Open language resources for promoting the development of language and technology in Sweden
Reference number | |
Coordinator | Institutet för språk och folkminnen - Språkrådet |
Funding from Vinnova | SEK 136 185 |
Project duration | November 2013 - June 2014 |
Status | Completed |
Important results from the project
The project´s goal has been to make many of the Language Councils lexicons and term lists freely available as open data in order to stimulate the development of technologies for the languages in Sweden and contribute to increased access to information and services. That goal has been met by making freely available 28 dictionaries comprising a total of over 500 000 words under the license CC BY. We have also listed 175 word lists that we can make available upon order.
Expected long term effects
The following dictionaries and word lists have been made directly available as open data at http://www.sprakochfolkminnen.se/sprak/sprak-och-it/oppna-sprakdata.html: - Lexin: Swedish dictionary + bilingual dictionaries between Swedish and 19 minority languages, about 28 000 entries for each language (in some cases 5000). - Wordlist for interpreters: Swedish terms, about 5 000 entries. - Multilingual wordlists: 6 small and large Swedish-Finnish term lists totaling about 10 000 words. 175 other listed multilingual wordlists are available on order from the Language Council.

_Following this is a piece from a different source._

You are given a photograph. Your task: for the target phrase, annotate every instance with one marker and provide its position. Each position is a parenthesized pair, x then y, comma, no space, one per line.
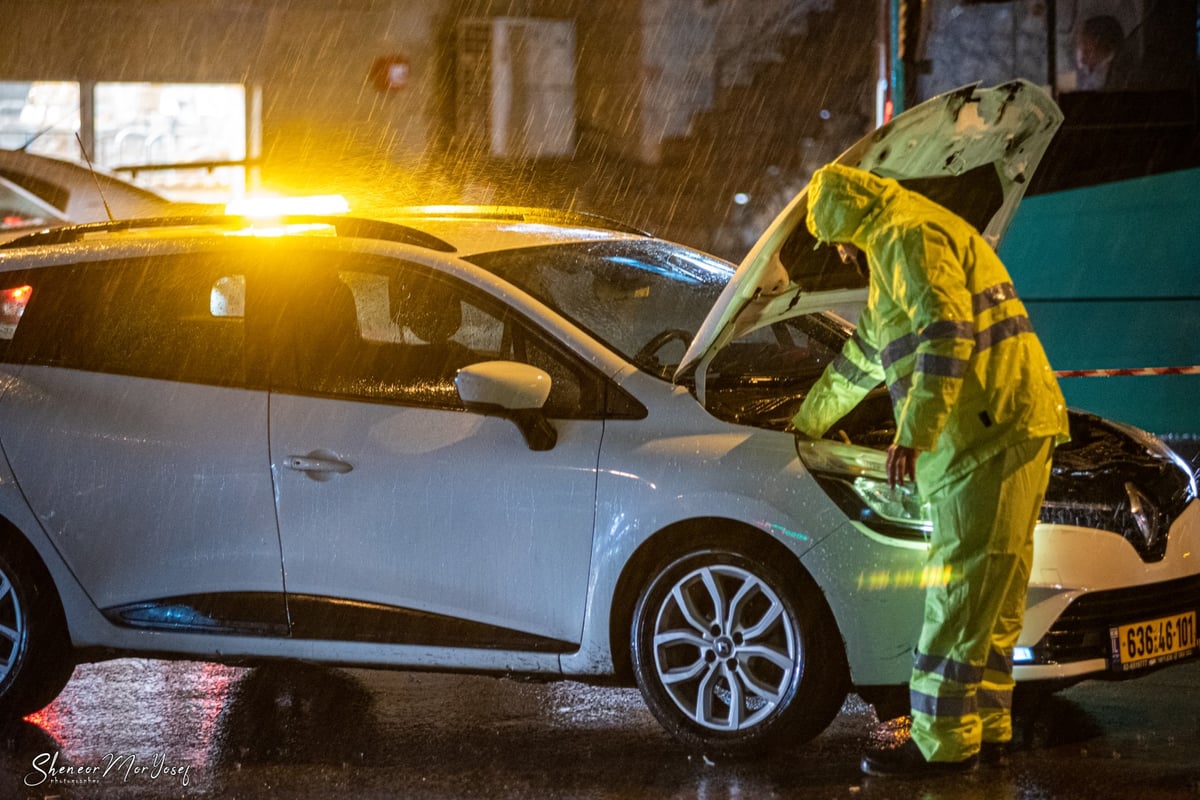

Approach and implementation
The open language resources have been made available on the basis of a systematic inventory, prioritization, investigation and processing of data. Wordlists that have not previously been available in xml format have been translated into xml. As a result, the Language Council has also created better management practices for new resources so that they can be identified, maintained and made available in a systematic way according to the principle that our resources should be as openly accessible as possible.